As a child I can remember wanting to be a professional baseball player. My mom told me that being a professional athlete was hard. Really hard. She told me to imagine filling a football stadium full of kids my age, and then selecting the one kid who was going to be a professional baseball player. The rest of us… we were going to be doing something else.
Dear mom was merely helping me set proper expectations. I know it is unpopular now to tell your kids that they can’t achieve their dreams. I see other parents telling their children that they can do anything they put their mind to. I get it. We are supposed to be supportive. Trophies for everyone!

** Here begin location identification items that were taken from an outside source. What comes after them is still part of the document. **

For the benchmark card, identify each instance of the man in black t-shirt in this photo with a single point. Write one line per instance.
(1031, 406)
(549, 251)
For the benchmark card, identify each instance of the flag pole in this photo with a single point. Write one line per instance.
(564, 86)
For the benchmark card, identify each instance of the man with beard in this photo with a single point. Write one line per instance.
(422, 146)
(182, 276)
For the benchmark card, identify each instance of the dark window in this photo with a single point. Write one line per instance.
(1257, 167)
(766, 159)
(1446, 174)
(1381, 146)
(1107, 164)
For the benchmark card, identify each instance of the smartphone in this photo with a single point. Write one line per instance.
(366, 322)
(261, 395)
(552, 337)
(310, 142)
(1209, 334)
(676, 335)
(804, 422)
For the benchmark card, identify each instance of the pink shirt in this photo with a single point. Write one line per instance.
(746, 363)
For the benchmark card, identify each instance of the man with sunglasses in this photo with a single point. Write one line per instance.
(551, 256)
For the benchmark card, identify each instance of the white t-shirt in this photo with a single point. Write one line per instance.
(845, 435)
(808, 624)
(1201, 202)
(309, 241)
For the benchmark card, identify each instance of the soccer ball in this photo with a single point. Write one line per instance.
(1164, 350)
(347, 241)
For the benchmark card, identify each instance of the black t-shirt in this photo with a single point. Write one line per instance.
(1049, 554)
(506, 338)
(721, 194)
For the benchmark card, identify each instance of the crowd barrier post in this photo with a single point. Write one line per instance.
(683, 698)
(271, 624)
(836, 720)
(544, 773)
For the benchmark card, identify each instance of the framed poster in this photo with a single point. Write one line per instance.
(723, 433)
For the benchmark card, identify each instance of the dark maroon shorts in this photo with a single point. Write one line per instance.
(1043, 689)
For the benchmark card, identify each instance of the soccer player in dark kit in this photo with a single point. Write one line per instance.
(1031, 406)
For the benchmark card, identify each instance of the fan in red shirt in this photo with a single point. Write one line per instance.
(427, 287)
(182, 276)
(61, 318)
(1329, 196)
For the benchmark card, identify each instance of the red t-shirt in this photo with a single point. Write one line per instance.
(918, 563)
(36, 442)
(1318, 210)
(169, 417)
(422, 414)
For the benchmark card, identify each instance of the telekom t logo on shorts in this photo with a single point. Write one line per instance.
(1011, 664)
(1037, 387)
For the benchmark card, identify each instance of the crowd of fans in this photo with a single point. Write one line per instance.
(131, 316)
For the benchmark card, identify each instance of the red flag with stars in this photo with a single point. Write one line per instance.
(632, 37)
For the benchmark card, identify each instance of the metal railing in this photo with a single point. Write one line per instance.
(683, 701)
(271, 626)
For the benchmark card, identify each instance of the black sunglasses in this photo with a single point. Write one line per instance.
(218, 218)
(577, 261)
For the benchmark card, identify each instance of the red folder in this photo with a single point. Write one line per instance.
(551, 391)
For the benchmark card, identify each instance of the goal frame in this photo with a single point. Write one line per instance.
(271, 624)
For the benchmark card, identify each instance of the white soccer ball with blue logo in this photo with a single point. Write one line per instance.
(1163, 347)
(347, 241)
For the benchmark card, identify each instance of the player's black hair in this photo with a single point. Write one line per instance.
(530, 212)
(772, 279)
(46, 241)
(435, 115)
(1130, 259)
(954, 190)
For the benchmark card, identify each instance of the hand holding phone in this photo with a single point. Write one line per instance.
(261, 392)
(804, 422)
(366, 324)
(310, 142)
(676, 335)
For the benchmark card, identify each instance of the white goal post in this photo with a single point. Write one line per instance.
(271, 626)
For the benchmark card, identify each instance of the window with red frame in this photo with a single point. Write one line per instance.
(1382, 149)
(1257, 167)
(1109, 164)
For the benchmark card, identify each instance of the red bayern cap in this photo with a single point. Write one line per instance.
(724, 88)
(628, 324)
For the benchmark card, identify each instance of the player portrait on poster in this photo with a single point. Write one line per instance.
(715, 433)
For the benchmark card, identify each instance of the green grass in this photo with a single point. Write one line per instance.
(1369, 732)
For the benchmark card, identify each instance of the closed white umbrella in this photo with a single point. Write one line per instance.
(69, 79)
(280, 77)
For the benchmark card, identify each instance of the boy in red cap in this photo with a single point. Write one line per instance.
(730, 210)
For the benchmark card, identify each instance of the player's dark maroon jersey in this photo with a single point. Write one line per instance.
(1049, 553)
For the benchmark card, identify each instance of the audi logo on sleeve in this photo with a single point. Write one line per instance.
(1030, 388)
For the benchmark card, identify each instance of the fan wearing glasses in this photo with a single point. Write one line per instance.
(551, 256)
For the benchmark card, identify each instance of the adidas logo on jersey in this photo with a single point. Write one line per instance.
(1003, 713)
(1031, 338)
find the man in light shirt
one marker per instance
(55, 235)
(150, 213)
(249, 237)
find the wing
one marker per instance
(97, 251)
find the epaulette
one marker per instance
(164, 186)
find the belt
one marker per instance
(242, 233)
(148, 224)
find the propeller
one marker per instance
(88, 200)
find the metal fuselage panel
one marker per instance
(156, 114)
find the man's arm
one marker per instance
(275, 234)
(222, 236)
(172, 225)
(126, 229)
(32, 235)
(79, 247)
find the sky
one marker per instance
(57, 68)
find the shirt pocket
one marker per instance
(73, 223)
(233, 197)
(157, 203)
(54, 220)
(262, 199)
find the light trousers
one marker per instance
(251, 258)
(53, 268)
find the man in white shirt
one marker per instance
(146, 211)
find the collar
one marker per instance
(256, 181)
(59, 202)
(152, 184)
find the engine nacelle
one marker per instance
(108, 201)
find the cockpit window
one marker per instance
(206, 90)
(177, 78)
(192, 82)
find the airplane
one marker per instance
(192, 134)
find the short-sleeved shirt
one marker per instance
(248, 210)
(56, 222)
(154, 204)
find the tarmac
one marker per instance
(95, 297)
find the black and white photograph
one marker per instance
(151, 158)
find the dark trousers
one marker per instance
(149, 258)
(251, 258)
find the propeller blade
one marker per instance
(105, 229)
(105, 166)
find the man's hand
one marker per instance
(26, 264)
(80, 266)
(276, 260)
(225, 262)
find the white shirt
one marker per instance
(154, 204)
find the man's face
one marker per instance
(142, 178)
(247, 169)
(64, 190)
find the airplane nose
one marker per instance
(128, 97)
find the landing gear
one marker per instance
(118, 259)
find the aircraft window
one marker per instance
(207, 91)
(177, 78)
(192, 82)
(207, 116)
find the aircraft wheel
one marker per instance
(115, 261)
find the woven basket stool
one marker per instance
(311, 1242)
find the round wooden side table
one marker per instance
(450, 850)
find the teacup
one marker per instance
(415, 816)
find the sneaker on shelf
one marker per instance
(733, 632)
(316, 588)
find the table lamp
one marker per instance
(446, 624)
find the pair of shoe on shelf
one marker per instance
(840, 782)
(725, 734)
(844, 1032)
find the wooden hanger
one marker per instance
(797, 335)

You can read on the TST forum around once month some young kid will come on saying he wants to be a professional golfer. Most people say “follow your dreams,” some will say “good luck,” and one or two members will say something similar to what my mom said. A few years ago someone recommended to one of these hopeful people that they read The Talent Code. So I did. The author suggests that greatness isn’t born, but rather expertise is earned through hard work. I thoroughly enjoyed the book.
So when I first heard about the The Dan Plan, I was immediately attracted to the idea. One of the main tenants of The Talent Code is the ten thousand hour theory. Dan was going to test it. Perfect.
As Dan started, I followed dutifully. I read every blog post and followed his every move. He made movies, and I watched all of them. He did an interview, and I read it. I studied him intently. In a way, he was living a dream that I myself would have loved to try.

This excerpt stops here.